La taille touche à sa fin en ce joli début de mois de mars. Avec la météo que nous avons eu, tout se précipite, le débourrement fait parler de lui, la pluie s’installe, les créneaux pour travailler le sol se raréfient et cerise sur le gateau…

L’état des lieux des parcelles est finalisé : le palissage est vraiment inexistant; les racines se sont installées à 5 cm de la surface d’un sol limoneux compacté. Sur la parcelle des chenins sextagénaires, la roche-mère schisteuse est sous 40cm de limon avec des graviers et compacté par les passages des tracteurs. Sur la parcelle des gamay cinquantenaires, le sol limoneux, avec des graviers, descend à 70cm. Malheureusement, ces deux parcelles sont toutes grises. Un gros travail de réanimation du sol est à prévoir à l’automne. En attendant, les cabernet franc et pineau d’Aunis trentenaires sont sur un sol argilo-limoneux de 90 cm avec des graviers en surface mais plus dans la partie argileuse. Sa couleur est ocre-brun. Sa minéralisation semble correcte.

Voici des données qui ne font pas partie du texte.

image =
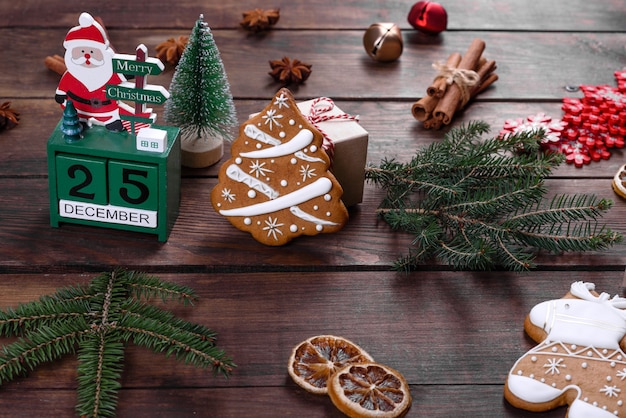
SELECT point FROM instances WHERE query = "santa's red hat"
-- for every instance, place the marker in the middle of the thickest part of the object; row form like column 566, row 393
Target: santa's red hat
column 88, row 33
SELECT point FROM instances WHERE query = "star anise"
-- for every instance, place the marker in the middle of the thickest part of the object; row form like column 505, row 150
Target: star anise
column 290, row 71
column 171, row 50
column 258, row 20
column 9, row 118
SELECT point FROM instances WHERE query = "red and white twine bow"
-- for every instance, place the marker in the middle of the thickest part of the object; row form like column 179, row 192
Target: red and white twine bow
column 319, row 113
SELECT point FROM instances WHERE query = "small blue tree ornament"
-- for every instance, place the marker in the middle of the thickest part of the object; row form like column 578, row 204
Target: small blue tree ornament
column 71, row 126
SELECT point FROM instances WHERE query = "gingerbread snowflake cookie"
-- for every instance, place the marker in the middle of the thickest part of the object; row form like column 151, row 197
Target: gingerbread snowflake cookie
column 579, row 360
column 277, row 184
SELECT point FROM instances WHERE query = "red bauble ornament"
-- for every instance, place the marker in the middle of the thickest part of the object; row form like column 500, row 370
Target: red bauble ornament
column 428, row 17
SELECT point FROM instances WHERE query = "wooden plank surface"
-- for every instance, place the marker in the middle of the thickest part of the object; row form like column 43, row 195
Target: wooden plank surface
column 453, row 334
column 546, row 62
column 501, row 15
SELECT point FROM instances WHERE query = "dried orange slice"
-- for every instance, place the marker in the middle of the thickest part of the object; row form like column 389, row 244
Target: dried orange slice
column 370, row 390
column 314, row 360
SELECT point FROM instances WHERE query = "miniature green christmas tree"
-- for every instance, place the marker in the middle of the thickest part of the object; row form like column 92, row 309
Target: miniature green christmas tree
column 96, row 322
column 479, row 203
column 71, row 127
column 200, row 102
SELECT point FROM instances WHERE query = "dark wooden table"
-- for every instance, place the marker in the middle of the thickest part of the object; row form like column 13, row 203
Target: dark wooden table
column 453, row 334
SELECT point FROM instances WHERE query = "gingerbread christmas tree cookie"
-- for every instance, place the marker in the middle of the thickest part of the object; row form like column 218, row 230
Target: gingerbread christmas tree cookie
column 277, row 184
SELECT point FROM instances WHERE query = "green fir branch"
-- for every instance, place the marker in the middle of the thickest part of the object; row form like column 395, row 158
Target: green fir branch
column 97, row 322
column 476, row 203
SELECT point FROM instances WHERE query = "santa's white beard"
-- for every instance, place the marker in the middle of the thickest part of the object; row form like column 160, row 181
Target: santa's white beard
column 95, row 77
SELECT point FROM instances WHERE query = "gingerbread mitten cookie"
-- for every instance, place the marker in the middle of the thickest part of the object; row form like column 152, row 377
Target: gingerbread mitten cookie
column 579, row 361
column 277, row 184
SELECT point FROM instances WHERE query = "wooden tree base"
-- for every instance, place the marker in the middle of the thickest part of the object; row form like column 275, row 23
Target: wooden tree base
column 201, row 153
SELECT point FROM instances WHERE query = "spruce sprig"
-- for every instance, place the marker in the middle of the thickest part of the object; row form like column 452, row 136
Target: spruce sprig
column 97, row 322
column 477, row 203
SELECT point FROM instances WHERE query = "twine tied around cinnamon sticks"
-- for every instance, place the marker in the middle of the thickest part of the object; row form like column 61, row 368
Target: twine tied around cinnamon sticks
column 458, row 81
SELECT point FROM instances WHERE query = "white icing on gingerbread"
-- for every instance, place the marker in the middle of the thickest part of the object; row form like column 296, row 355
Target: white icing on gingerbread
column 255, row 133
column 237, row 174
column 309, row 218
column 304, row 194
column 301, row 155
column 299, row 141
column 583, row 340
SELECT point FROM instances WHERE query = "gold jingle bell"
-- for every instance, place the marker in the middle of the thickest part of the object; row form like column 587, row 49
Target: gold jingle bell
column 383, row 42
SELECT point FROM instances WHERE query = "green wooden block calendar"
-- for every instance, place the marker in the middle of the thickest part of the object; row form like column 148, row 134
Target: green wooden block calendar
column 108, row 179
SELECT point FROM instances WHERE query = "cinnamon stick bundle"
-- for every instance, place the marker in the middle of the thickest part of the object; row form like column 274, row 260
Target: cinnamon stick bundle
column 458, row 81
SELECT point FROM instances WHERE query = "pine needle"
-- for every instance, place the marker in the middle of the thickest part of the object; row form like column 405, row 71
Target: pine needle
column 477, row 204
column 97, row 322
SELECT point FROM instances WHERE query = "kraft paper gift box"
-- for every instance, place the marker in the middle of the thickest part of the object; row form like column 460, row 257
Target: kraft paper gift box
column 349, row 145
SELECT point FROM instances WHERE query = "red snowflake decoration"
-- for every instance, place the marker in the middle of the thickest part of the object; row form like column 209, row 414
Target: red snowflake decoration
column 590, row 127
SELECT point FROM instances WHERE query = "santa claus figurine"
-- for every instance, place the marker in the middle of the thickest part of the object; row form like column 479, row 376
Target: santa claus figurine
column 89, row 61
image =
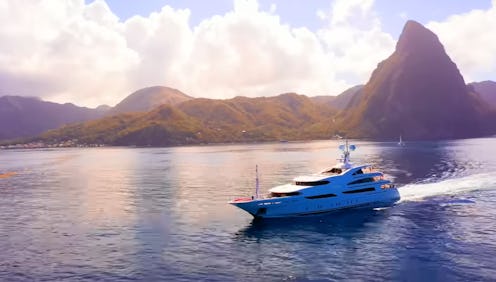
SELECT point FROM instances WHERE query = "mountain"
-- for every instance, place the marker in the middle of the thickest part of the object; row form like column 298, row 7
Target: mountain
column 418, row 92
column 241, row 119
column 148, row 98
column 27, row 116
column 486, row 90
column 346, row 100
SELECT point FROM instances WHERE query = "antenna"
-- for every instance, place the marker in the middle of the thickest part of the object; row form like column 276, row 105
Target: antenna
column 257, row 182
column 346, row 148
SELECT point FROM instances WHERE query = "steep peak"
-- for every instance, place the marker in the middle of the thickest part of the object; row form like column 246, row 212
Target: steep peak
column 415, row 38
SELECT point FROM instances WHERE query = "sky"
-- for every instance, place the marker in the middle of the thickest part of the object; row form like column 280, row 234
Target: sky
column 93, row 52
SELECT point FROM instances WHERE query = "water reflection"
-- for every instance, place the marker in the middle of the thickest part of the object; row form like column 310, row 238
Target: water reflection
column 342, row 223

Les ronces clairsemées, les graminés de la jeune parcelle et les racines superficielles vont m’obliger à travailler vite et à la main. Je vais essayer la motobineuse dont les bêches me rappellent les disques émotteurs.

Il faut vraiment que j’amène de la terre sous le cavaillon sans toucher les racines. Croisons les doigts pour que ça marche.